Ora, o que se diz como fundamento do não recebimento do recurso é que a decisão recorrida não aplicou essa norma.
Com efeito, em mais de uma passagem consta do acórdão não ser aplicável ao caso sub judice o Decreto-Lei nº 46/80/M, cuja previsão não é extensível aos prédios propriedade do Leal Senado, tendo sido precisamente por isso que este veio a aprovar o Regulamento já mencionado, com disciplina em tudo idêntica ao regime instituído por aquele decreto-lei (cfr. fls., 285-v. e 290 e segs.).

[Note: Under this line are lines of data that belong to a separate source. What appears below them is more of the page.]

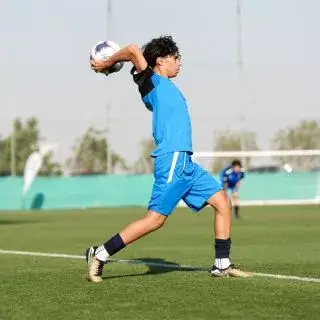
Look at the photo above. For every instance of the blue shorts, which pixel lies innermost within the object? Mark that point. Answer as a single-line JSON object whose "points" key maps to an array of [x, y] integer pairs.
{"points": [[177, 178]]}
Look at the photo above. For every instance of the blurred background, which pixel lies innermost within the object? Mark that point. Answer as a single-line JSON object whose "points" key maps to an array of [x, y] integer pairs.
{"points": [[250, 74]]}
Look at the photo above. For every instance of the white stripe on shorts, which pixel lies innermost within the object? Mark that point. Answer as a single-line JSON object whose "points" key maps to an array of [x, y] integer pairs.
{"points": [[173, 166]]}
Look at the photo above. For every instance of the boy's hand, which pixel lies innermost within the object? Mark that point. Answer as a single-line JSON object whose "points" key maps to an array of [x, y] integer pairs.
{"points": [[99, 66]]}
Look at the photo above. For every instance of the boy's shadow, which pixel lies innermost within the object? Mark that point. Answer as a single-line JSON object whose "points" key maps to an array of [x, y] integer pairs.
{"points": [[155, 266]]}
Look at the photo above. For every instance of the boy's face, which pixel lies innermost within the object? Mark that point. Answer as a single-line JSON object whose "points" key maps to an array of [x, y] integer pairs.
{"points": [[171, 65], [236, 168]]}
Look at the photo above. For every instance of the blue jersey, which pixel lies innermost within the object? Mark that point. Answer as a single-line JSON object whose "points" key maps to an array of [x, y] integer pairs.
{"points": [[230, 177], [171, 126]]}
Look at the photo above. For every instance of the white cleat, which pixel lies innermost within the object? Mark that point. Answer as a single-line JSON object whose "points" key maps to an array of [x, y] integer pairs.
{"points": [[231, 271], [95, 266]]}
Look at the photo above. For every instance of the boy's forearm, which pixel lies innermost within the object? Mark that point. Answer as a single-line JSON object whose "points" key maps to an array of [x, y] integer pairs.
{"points": [[129, 53]]}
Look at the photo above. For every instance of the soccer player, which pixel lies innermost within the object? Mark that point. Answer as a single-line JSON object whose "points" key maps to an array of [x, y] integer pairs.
{"points": [[230, 180], [176, 175]]}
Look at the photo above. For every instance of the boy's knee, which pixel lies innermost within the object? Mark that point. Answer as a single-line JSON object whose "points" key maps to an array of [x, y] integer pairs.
{"points": [[221, 202], [155, 220]]}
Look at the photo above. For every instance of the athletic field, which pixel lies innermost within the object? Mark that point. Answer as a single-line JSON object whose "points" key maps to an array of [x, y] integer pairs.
{"points": [[163, 276]]}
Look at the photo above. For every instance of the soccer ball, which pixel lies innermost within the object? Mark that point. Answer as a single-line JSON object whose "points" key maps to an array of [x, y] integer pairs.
{"points": [[102, 51]]}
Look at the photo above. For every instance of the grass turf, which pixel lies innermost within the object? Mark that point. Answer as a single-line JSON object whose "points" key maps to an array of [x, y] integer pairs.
{"points": [[278, 240]]}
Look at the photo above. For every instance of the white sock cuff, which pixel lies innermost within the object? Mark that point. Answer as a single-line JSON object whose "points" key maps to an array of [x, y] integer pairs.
{"points": [[102, 254], [223, 263]]}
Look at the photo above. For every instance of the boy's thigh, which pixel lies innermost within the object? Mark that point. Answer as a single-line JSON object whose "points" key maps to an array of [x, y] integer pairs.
{"points": [[204, 186], [170, 184]]}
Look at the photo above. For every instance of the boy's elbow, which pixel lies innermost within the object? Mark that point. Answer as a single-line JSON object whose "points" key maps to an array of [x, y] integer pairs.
{"points": [[134, 49]]}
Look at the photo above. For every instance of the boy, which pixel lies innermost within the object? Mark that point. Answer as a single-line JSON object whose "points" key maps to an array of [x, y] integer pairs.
{"points": [[230, 180], [176, 176]]}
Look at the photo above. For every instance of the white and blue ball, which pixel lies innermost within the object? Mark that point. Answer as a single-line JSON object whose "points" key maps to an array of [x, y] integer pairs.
{"points": [[103, 50]]}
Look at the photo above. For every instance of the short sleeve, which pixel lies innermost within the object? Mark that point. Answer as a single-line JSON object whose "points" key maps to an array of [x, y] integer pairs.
{"points": [[144, 80]]}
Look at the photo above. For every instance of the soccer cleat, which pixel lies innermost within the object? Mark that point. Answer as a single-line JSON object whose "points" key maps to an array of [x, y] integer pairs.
{"points": [[231, 271], [95, 266]]}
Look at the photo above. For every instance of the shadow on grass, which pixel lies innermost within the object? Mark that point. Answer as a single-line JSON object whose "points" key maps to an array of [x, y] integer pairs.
{"points": [[155, 266], [14, 222]]}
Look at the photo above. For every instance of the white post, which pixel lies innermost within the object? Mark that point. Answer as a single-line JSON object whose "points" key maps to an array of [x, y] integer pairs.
{"points": [[13, 151]]}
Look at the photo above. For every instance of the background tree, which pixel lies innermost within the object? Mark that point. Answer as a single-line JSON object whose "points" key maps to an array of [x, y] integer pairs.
{"points": [[25, 139], [233, 141], [304, 136], [144, 165], [90, 154]]}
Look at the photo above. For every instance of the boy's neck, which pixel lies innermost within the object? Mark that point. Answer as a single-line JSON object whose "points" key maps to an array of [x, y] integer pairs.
{"points": [[160, 72]]}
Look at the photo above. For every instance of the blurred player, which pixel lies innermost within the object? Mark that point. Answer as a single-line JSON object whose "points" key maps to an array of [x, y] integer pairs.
{"points": [[230, 180], [177, 177]]}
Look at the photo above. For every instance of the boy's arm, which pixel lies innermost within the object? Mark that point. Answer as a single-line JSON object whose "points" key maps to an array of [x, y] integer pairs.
{"points": [[129, 53]]}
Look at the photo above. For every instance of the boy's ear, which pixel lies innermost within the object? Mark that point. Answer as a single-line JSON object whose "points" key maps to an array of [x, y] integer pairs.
{"points": [[160, 61]]}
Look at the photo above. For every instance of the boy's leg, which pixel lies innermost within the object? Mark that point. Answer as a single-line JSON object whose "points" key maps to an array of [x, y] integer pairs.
{"points": [[206, 190], [168, 189], [96, 257], [235, 200]]}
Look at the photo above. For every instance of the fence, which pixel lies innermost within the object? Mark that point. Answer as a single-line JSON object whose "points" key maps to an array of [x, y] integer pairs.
{"points": [[134, 190]]}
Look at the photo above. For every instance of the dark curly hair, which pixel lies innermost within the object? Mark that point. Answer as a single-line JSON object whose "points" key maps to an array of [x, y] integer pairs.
{"points": [[160, 47]]}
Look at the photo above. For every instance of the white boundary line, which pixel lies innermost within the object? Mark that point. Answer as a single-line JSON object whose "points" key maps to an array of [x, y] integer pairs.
{"points": [[161, 265]]}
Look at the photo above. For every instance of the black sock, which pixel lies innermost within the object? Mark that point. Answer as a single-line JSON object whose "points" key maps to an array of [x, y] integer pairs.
{"points": [[114, 244], [236, 211], [222, 248]]}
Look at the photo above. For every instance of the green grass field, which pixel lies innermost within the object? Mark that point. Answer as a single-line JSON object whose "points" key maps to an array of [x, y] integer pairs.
{"points": [[274, 240]]}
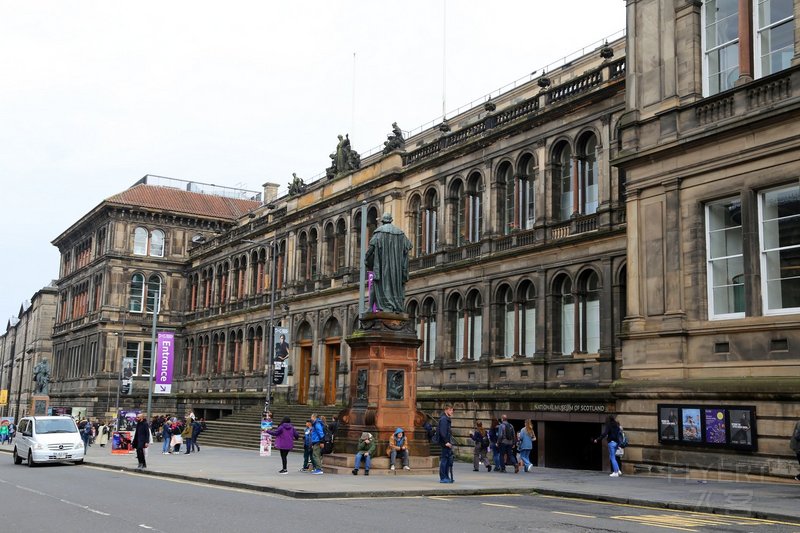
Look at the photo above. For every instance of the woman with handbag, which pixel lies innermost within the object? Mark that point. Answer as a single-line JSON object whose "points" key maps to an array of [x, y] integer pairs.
{"points": [[613, 433]]}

Assim, o acórdão recorrido, após alinhar a matéria de facto considerada provada, passou à análise das 'questões de que não se poderá conhecer por estarem fora do âmbito do recurso jurisdicional', após o que, para decidir das demais questões, apelou ao regime jurídico 'não só da organização municipal como ainda à disciplina da alienação de imóveis a funcionários que neles habitam', escrevendo-se a respeito deste:
'Em dois momentos diferentes o legislador ocupou-se de duas distintas realidades também, ou sejam o problema da distribuição ou atribuição de moradias aos funcionários do Território em regime de arrendamento a que se reporta o DL 46/80/M, de 27 de Dezembro, e a alienação de prédios do Estado aos seus arrendatários (Lei nº 4/83/M, de 11/7).'
E o acórdão, após se deter no regime jurídico introduzido por uma legislação que, essencialmente, respondeu 'a uma antiga aspiração de muitos arrendatários', afirma explicitamente:
'Começa-se por referir que por não ser aplicável o DL 46/80/M, de 27 de Dezembro, às habitações propriedade do Leal Senado, é que este elaborou o Regulamento de Distribuição, Conservação e Fixação das Rendas de Casa do Leal Senado, aprovado em sessão de 20.2.87, em todo semelhante ao DL 46/80/M.
E dizemos que este D.Lei não se aplica às habitações do Leal Senado, desde logo porque se reclama da regulamentação, apenas, da atribuição e utilização de moradias do Estado (artº 1º, nº 1), prevendo todo o processo burocrático a ser desenvolvido pelo Serviço de Finanças e Obras Pública, para decisão do Governador de Macau (artº 3º, 4º 6º etc.), sem uma única referência
às autarquias ou a inclusão de norma de extensão da sua aplicabilidade em relação a estas, como fez a Lei 4/83/M, de 11/7.'
Mais adiante, observa-se, de novo explicitamente:
'Já se disse que o DL. 46/80/M não é aplicável aos prédios propriedade do Leal Senado por não conter qualquer norma que essa extensão refira e não ter visado, directamente, disciplinar o arrendamento desses bens. Foi precisamente por isso é que o Leal Senado veio a aprovar o Regulamento que os recorrentes também citam, esse sim aplicável, e que contem uma disciplina em tudo idêntica ao regime que o DL. 46/80/M institui para os prédios de propriedade do Território, ao ponto do artigo 11º deste diploma ter sido transcrito para o artº 8º do Regulamento do Leal Senado.'
3.- Em face do exposto, e independentemente de se cuidar de saber se a questão de constitucionalidade foi suscitada adequadamente pelos ora reclamantes quando se dirigiram perante o Tribunal Superior de Justiça, conclui-se pela não verificação de um dos pressupostos de admissibilidade do recurso de constitucionalidade, relativo à aplicação na decisão recorrida de norma cuja adequação constitucional se pretende ver discutida e que terá sido determinante na decisão.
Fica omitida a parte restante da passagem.